L’indulgenza, da aiuto per la conversione diventa sinonimo di infamia e detonatore di una protesta che esplode in tutta Europa: e tale è rimasto per molte coscienze, ancor oggi scandalizzate dalla gravità di quanto accaduto cinque secoli fa.

 Cerchiamo di rimettere ordine: cosa dice oggi la Chiesa sulla dottrina delle indulgenze?  Cominciamo col dire cosa non è più valido: i giorni, mesi e gli anni di “sconto della pena” sono stati aboliti da Paolo vi nel 1967. L’indulgenza oggi può essere solo parziale o plenaria, ed è molto limitata rispetto al passato. Queste qualità non sono poi la cosa più importante: oggi si predica soprattutto la dottrina spirituale che ci sta dietro: la dottrina dei residui del peccato.

 Dopo la confessione il peccato è eliminato, ma resta la nostalgia del sapore del peccato. Il male mantiene la sua attrattiva, continua a tentarci, ci rende deboli, ci fa ricadere sempre negli stessi peccati. Chiunque “fa sul serio” col Signore, sa bene che non ci si può illudere che basti una confessione per farla finita col peccato. Se avessimo fede certamente sarebbe così, ma la nostra debolezza è tale che purtroppo non basta. Anche il corpo, dopo una malattia grave ha bisogno di una lunga convalescenza prima di guarire del tutto. L’attrattiva del peccato, i suoi residui diventano un ingombro per chi vuol camminare speditamente nella volontà di Dio.

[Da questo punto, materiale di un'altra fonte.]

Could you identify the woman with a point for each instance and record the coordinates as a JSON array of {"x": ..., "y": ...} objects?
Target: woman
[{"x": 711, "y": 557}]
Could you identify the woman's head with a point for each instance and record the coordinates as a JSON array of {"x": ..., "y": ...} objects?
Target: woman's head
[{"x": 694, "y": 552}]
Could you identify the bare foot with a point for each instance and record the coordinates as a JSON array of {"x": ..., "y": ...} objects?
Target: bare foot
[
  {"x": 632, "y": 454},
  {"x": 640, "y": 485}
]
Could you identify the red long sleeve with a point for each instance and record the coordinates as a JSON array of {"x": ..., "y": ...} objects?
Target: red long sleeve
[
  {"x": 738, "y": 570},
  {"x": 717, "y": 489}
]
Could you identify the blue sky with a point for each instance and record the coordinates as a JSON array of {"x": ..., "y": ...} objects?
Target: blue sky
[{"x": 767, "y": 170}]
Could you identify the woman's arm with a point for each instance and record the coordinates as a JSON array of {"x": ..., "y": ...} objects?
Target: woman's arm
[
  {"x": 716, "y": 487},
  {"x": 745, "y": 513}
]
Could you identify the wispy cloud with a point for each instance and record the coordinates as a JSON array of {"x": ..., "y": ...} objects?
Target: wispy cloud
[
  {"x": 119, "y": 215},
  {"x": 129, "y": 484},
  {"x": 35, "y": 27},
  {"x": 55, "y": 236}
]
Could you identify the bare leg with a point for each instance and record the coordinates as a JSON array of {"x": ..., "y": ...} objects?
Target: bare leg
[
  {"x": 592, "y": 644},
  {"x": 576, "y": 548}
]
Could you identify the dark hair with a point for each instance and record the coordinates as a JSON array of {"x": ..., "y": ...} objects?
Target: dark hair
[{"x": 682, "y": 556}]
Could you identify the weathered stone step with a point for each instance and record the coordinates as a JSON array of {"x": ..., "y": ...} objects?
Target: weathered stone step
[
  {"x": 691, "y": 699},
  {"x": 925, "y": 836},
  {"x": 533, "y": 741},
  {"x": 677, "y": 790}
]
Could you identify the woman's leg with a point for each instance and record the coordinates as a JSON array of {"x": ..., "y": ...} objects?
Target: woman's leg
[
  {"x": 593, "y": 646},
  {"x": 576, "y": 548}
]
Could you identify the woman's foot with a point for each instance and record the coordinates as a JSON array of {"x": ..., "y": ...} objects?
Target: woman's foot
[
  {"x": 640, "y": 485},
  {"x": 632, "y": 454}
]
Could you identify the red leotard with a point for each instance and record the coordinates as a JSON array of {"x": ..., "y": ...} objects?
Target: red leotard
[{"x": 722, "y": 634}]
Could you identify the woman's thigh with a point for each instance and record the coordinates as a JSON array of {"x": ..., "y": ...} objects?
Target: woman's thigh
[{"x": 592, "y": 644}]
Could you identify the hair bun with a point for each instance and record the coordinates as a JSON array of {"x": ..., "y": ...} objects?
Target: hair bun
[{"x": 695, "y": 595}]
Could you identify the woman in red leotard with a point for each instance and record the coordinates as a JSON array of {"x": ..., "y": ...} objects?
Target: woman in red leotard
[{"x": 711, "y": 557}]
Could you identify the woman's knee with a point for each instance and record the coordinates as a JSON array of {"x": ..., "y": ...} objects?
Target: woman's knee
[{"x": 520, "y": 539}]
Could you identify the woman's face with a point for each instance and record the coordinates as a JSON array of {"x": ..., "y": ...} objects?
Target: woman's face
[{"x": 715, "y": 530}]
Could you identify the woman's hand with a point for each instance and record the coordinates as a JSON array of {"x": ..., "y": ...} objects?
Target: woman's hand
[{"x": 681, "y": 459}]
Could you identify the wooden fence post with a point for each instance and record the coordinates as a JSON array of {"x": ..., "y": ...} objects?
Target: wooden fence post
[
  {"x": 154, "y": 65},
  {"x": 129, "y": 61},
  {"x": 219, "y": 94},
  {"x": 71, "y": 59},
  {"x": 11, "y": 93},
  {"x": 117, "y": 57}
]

La pena del peccato è proprio questa lunga convalescenza  che ci impedisce di correre speditamente verso l’amore di Dio per noi.

 La Chiesa allora, per venire incontro a chi desidera guarire più in fretta indica alcune opere buone sicuramente utili per guarire prima: in realtà sono sempre le solite. Si chiede infatti di rafforzare la comunione con Cristo nei sacramenti, con la fede della Chiesa (recita del Credo e preghiera per il Papa) e con i fratelli (opere di carità). Quando a queste opere viene assegnata una indulgenza (parziale o plenaria) noi crediamo per fede che l’attrazione per il peccato diminuisce e si accresce invece in modo particolarmente intenso la carità e la santità. Le scorie del peccato sono eliminate e si guarisce più velocemente di prima.

Ecco perché oggi come allora, un bravo cristiano non si lascia scappare questa “offerta speciale”!